Noted, but comparisons are tough, because “it depends”. If you solely focused on single token inference on high end Ultra or MAX, MLX is better choice solely due to memory b/w. However for wider range of devices ANE provides lower energy and consistent performance on most popular devices like iPhones, Mac Air and iPads. Never the less we’ll be adding comparison section soon. Some initial work is here https://github.com/Anemll/anemll-bench

[-]

taimusrs@reddit

Energy consumption most likely, and 'performance equity' second. So bar the memory requirement, you don't have to buy a fancy M4 Max

[-]

GiantPengsoo@reddit

This is really cool, first time seeing this project. I’m sure you have this explained somewhere, but how do you exactly use ANS? Like, how do you program to use ANE specifically?

My impression was that ANE is mostly for Apple internal apps’ use for AI stuff, and was mostly not truly accessible via APIs. And users were rather forced to use GPUs with Metal if you wanted to do AI yourself.

I think I recall something about how you could ask for request to use ANE with CoreML but it was something along the lines of “you could ask for ANE but jt could just be run on the GPUs, we won’t tell you”.

[-]

Competitive-Bake4602@reddit (OP)

Yes, we have to convert LLM models to CoreML “network”, there are some constraints on precision and operations and everything should map to 4D tensors. There is no branching allowed etc. ANE is tensor processor mostly related to systolic arrays.

[-]

me1000@reddit

No branching, does that imply it’s not possible to run an MoE model on the ANE?

[-]

Competitive-Bake4602@reddit (OP)

MoE is possible, but gate will be on CPU part of the code or you can run multiple agents in parallel. For coding, fixed tensor size and luck of group quantization is the main issues atm.

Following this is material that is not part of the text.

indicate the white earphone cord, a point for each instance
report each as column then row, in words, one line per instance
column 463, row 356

On performance, memory bandwidth is the main concern at least on macOS vs GPU. There are some other odd things like tensor dimensions and support for integer tensors, but the latter seems to be addressed in ‘26, but not in public API yet. I’d say primary issue is the luck of public code that work with LLM on ANE that hinders ANE usage outside Apple.

[-]

These-Lychee4623@reddit

General limitation when converting to CoreML is that the computation graph cannot be dynamic. It needs a static graph.

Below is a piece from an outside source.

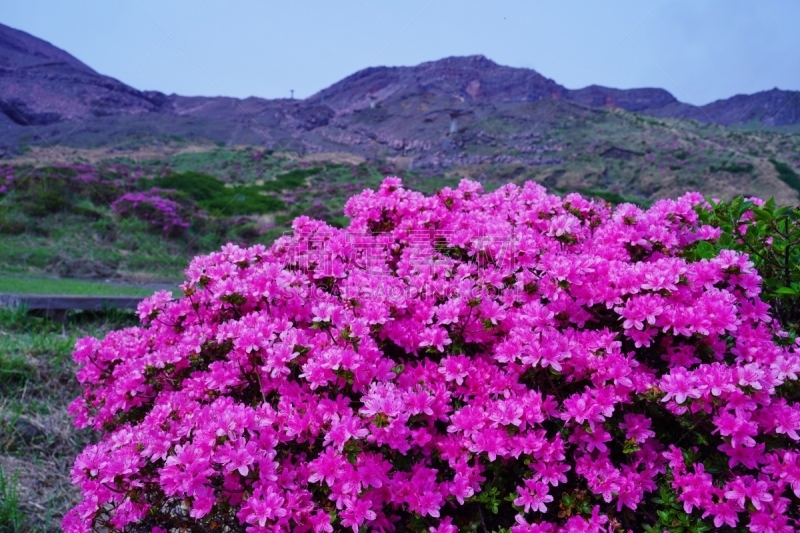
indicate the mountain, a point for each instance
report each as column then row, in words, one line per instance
column 464, row 115
column 42, row 85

Another usual issue when converting to CoreML is that one has to reimplement methods/functions which are not supported by CoreML. Example - torch.hamming is not supported, so one has to modify code to use Cos and Sin functions instead of torch.hamming

[-]

kadir_nar@reddit

Can you compare it with the MLX library? Or why should we use this library?

[-]

thezachlandes@reddit

Do you have any performance numbers? I’m a Mac user and curious to know if this is something I should be using for local inference?

[-]

rumm2602@reddit

Please use unsloth quants 🙏

[-]

Competitive-Bake4602@reddit (OP)

No group quantization on ANE 😢 but per layer bit allocation is definetly on the map

[-]

Competitive-Bake4602@reddit (OP)

To add, you can specify to run on ANE and cpu. If your models is 100 % cpu friendly it will run on ANE. Sometimes OS can decide to offload to CPU for a brief moment but it’s rare. CPU is mostly for the models that are not super tuned for ANE, which is the hard part

[-]

mzbacd@reddit

This is extremely useful for text processing, it should be faster in prompt prefill than gpu if the apple foundation model doesn't reject the text.

[-]

MrPecunius@reddit

Nice work!!

What benefits are you seeing from using the ANE? Low power for mobile, sure, but does e.g. a M4 see any benefit?